Le tableau est autant sombre que le continent connaîtra, sa toute première récession depuis 25 ans. La Banque mondiale prévoit une chute « brutale » de la croissance économique qui devrait passer de 2,4 % en 2019 à -2,1%, voire -5,1 % en 2020.
Les trois mastodontes du continent devraient être les plus grands tributaires de cette pandémie, affirme l’institution multilatérale. Alors que le prix du brut a dégringolé et perdu près de la moitié de sa valeur prévue aux budgets nationaux, le Nigeria et l’Angola, tous deux exportateurs de pétrole, seront sévèrement frappés. L’Afrique du Sud pâtira de l’atonie prononcée dans les investissements, ainsi que ses deux voisins du podium des plus grandes économies régionales, suscités.
Dans les deux régions qui connaissent la croissance la plus rapide, à savoir l'Union économique et monétaire ouest-africaine (Uemoa) et la Communauté d'Afrique de l'Est (CEA), la faiblesse de la demande extérieure, les perturbations des chaînes d'approvisionnement et de la production intérieure, entraîneront l’activité économique vers le bas. L’Uemoa dont l’activité a régulièrement progressé de plus de 5% depuis 2012, pourrait perdre près de la moitié de sa croissance annuelle.
In fine, le COVID-19 coûtera à la région entre 37 et 79 milliards $ en pertes de production pour 2020 en raison d'une combinaison d'effets.
« Ceux-ci comprennent la perturbation du commerce et de la chaîne de valeur, qui a un impact sur les exportateurs de produits de base et les pays ayant une forte participation à la chaîne de valeur », cite d’entrée de jeu, le dernier Africa's Pulse, la mise à jour économique semestrielle de la Banque mondiale pour la région.
Et d’ajouter à cette liste : « La réduction des flux de financement étrangers provenant des envois de fonds, du tourisme, des investissements directs étrangers, de l'aide étrangère, combinée à la fuite des capitaux et par le biais d'impacts directs sur les systèmes de santé, et des perturbations causées par les mesures de confinement et la réponse du public »
People first
Selon la Banque mondiale, la crise COVID-19 pourrait déclencher une crise de la sécurité alimentaire en Afrique. Elle table sur une contraction de la production agricole de 2,6 % dans un scénario optimiste et jusqu'à 7 % en cas de blocage des échanges. Dans le même temps, la conjoncture mondiale aux relents de ralentissement chronique aura des effets dévastateurs sur la région où les importations font la part belle dans les échanges. Les projections sont lugubres. L’Afrique subsaharienne pourrait perdre jusqu’à 25% de ses importations de denrées alimentaires.
Pour l’institution de Bretton Woods, à cette menace alimentaire imminente, un gouffre sanitaire guette la région si ses dirigeants s’obstinent à mettre l’humain au second rang dans la hiérarchie des décisions de riposte au Covid-19.
Ainsi, les dirigeants africains doivent « se concentrer sur la préservation des vies et la protection des moyens de subsistance en s'attachant à renforcer les systèmes de santé et à prendre des mesures rapides pour minimiser les perturbations dans les chaînes d'approvisionnement alimentaire», recommandent les auteurs du rapport.

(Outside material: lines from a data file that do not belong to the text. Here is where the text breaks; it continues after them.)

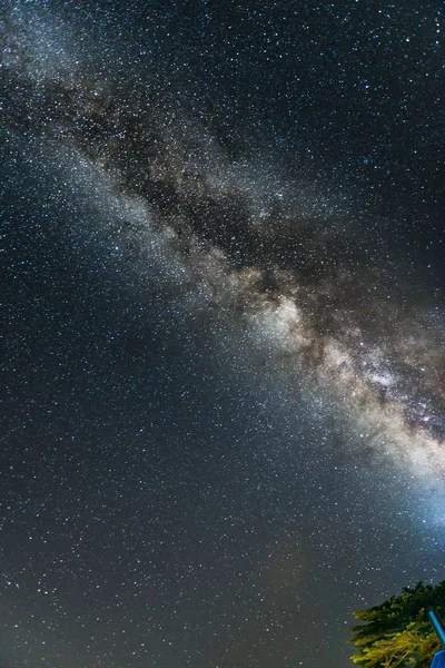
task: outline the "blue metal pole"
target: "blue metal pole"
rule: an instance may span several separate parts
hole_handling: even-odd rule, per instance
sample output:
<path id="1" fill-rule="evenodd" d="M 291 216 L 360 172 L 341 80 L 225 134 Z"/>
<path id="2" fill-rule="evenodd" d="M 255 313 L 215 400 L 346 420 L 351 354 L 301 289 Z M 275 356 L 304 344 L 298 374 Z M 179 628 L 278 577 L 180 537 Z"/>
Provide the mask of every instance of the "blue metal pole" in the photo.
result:
<path id="1" fill-rule="evenodd" d="M 429 617 L 432 625 L 434 626 L 434 630 L 436 631 L 438 639 L 442 642 L 442 646 L 445 648 L 444 625 L 442 623 L 441 619 L 438 618 L 437 613 L 434 610 L 428 610 L 428 617 Z"/>

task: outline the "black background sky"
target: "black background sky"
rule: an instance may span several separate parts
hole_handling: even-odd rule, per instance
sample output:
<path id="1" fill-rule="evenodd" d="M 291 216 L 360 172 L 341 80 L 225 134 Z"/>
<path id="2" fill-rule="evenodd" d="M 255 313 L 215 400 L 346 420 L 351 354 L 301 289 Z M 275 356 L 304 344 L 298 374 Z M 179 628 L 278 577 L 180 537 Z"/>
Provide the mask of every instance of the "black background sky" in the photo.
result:
<path id="1" fill-rule="evenodd" d="M 346 668 L 443 579 L 441 9 L 3 4 L 1 668 Z"/>

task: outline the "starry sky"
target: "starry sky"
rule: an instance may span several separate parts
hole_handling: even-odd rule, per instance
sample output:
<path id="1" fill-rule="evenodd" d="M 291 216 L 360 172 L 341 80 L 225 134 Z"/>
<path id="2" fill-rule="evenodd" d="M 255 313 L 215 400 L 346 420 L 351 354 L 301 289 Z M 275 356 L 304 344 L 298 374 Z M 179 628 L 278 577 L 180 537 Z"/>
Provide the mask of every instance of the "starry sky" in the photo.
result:
<path id="1" fill-rule="evenodd" d="M 444 578 L 443 4 L 1 11 L 1 668 L 347 668 Z"/>

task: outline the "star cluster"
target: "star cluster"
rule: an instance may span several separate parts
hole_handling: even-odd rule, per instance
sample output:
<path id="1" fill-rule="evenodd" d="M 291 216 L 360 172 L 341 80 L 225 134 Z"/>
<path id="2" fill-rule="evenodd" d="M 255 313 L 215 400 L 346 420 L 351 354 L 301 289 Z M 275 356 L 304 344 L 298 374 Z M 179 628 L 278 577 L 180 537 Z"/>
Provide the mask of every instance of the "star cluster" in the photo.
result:
<path id="1" fill-rule="evenodd" d="M 346 667 L 443 577 L 441 10 L 4 13 L 2 667 Z"/>

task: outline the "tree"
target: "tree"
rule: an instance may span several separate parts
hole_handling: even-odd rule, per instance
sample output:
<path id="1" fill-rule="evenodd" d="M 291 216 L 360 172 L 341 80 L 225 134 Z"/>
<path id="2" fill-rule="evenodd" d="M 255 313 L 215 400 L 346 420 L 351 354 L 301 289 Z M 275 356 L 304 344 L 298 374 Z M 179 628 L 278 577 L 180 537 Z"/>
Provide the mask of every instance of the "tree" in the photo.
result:
<path id="1" fill-rule="evenodd" d="M 445 580 L 436 587 L 418 582 L 405 587 L 380 606 L 357 610 L 364 625 L 353 627 L 352 642 L 358 649 L 352 659 L 364 668 L 429 668 L 441 649 L 428 610 L 445 613 Z"/>

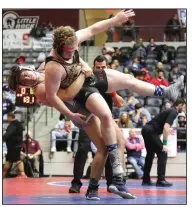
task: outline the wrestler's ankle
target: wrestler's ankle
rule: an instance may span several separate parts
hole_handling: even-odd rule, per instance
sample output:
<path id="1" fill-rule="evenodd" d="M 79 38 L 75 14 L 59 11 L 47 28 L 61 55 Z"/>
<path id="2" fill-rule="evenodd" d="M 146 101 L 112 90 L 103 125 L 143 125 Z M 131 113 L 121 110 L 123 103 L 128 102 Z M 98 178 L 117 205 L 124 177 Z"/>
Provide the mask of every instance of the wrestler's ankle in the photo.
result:
<path id="1" fill-rule="evenodd" d="M 95 178 L 90 178 L 89 180 L 89 188 L 98 188 L 99 187 L 99 181 Z"/>

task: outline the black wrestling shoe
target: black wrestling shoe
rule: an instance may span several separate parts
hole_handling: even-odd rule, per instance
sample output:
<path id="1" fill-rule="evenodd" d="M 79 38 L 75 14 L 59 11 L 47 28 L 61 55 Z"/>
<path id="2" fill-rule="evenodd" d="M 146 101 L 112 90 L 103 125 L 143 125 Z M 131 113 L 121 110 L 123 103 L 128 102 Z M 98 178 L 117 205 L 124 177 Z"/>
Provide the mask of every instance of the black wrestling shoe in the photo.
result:
<path id="1" fill-rule="evenodd" d="M 172 185 L 173 183 L 169 183 L 166 180 L 162 180 L 162 181 L 157 180 L 156 182 L 156 186 L 160 186 L 160 187 L 171 187 Z"/>
<path id="2" fill-rule="evenodd" d="M 80 185 L 72 184 L 72 186 L 69 188 L 69 193 L 80 193 L 80 188 Z"/>
<path id="3" fill-rule="evenodd" d="M 143 186 L 154 186 L 155 185 L 155 182 L 149 180 L 149 181 L 143 181 L 142 182 L 142 185 Z"/>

Mieux, Africa’s Pulse préconise la mise en place de « programmes de protection sociale, y compris des transferts d'argent liquide, la distribution de nourriture et des exemptions de frais, pour soutenir les citoyens, en particulier ceux qui travaillent dans le secteur informel. »
La banque mondiale soutiendra l’Etat-providence
Ses mesures à peine déguisées d’Etat-Providence, l’institution régulièrement taxée d’ultralibérale se dit prête à les accompagner, sous diverses formes.
« Nous mobilisons toutes les ressources possibles pour aider les pays à répondre aux besoins immédiats des populations en matière de santé et de survie tout en préservant les moyens de subsistance et les emplois à plus long terme »
Pour y arriver, David Malpass invite les créanciers de la région, tout comme d’autres parties de la planète en développement, à geler les remboursements au titre du service de la dette bilatérale. « Ce qui permettrait de libérer des fonds pour renforcer les systèmes de santé afin de faire face à la crise du COVID 19 et de sauver des vies, les filets de sécurité sociale pour sauver les moyens de subsistance et aider les travailleurs qui perdent leur emploi, le soutien aux petites et moyennes entreprises et la sécurité alimentaire », a certifié Hafez Ghanem.